Kurz zusammengefasst liefert Markus Väth mit dem Buch, das übrigens 2016 im Gabal Verlag erschienen ist, aus meiner Sicht eine Grundlage, an der sich die „New Work“ Bewegung ausrichten kann und sollte.

Im Buch geht es nicht – wie ich anfänglich vermutet oder besser unterstellt habe – um ein paar neue Organisationsentwicklungsmethoden. Es geht um die Fragen, die Bergmann in seinem ursprünglichen Konzept des „New Work“ aufgeworfen hat und es geht darüber hinaus.

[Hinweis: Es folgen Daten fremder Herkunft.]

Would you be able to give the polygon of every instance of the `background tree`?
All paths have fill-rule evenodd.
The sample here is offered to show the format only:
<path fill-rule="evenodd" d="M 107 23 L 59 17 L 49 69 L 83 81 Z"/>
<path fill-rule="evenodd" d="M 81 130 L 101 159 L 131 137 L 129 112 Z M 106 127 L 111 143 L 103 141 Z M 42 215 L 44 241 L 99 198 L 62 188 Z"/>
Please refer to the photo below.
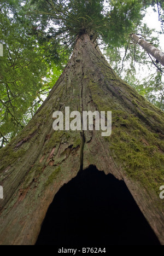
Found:
<path fill-rule="evenodd" d="M 43 102 L 42 94 L 49 91 L 62 67 L 52 67 L 52 62 L 46 61 L 22 3 L 7 0 L 0 4 L 0 42 L 4 48 L 0 59 L 1 147 L 33 116 Z"/>
<path fill-rule="evenodd" d="M 113 43 L 121 48 L 130 31 L 138 33 L 143 5 L 139 1 L 110 1 L 104 9 L 98 0 L 46 2 L 24 7 L 37 25 L 32 35 L 50 57 L 63 56 L 65 48 L 71 57 L 28 125 L 0 151 L 5 195 L 0 202 L 1 243 L 34 244 L 57 191 L 90 165 L 125 181 L 163 243 L 159 190 L 163 182 L 164 114 L 118 76 L 98 45 L 101 40 L 108 48 Z M 114 31 L 114 22 L 120 26 L 121 21 L 121 29 Z M 112 110 L 112 136 L 103 138 L 96 131 L 54 132 L 52 113 L 67 106 L 71 111 Z"/>

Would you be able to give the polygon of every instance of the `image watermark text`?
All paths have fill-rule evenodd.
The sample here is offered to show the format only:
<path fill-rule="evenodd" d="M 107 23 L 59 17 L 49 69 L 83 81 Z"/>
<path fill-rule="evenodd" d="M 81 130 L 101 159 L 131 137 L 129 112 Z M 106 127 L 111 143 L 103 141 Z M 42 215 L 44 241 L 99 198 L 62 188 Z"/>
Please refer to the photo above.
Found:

  • Welchen Stellenwert hat Arbeit in unserer Gesellschaft?
  • Wo liegen die damit zusammenhängenden Probleme und Herausforderungen?
  • Und wie kann der einzelne Mensch in der sich zumindest am Horizont zeigenden Wolkenwand radikaler Veränderungen so aufstellen, dass die Zukunft trotz oder gerade wegen aller Unsicherheiten und zunehmenden Komplexität als spannende Herausforderung gesehen wird?

Das Buch liefert keine einfachen Antworten. Diese kann es auch nicht geben. Das Buch liefert aber Potential, für jeden selbst, für die eigene Organisation und übergreifend auch für die Gesellschaft die Frage zu stellen: Wie wollen wir leben? Und die Arbeit als Teil des Lebens gehört dazu!

Gliederung

Das Buch ist in drei große Abschnitte untergliedert.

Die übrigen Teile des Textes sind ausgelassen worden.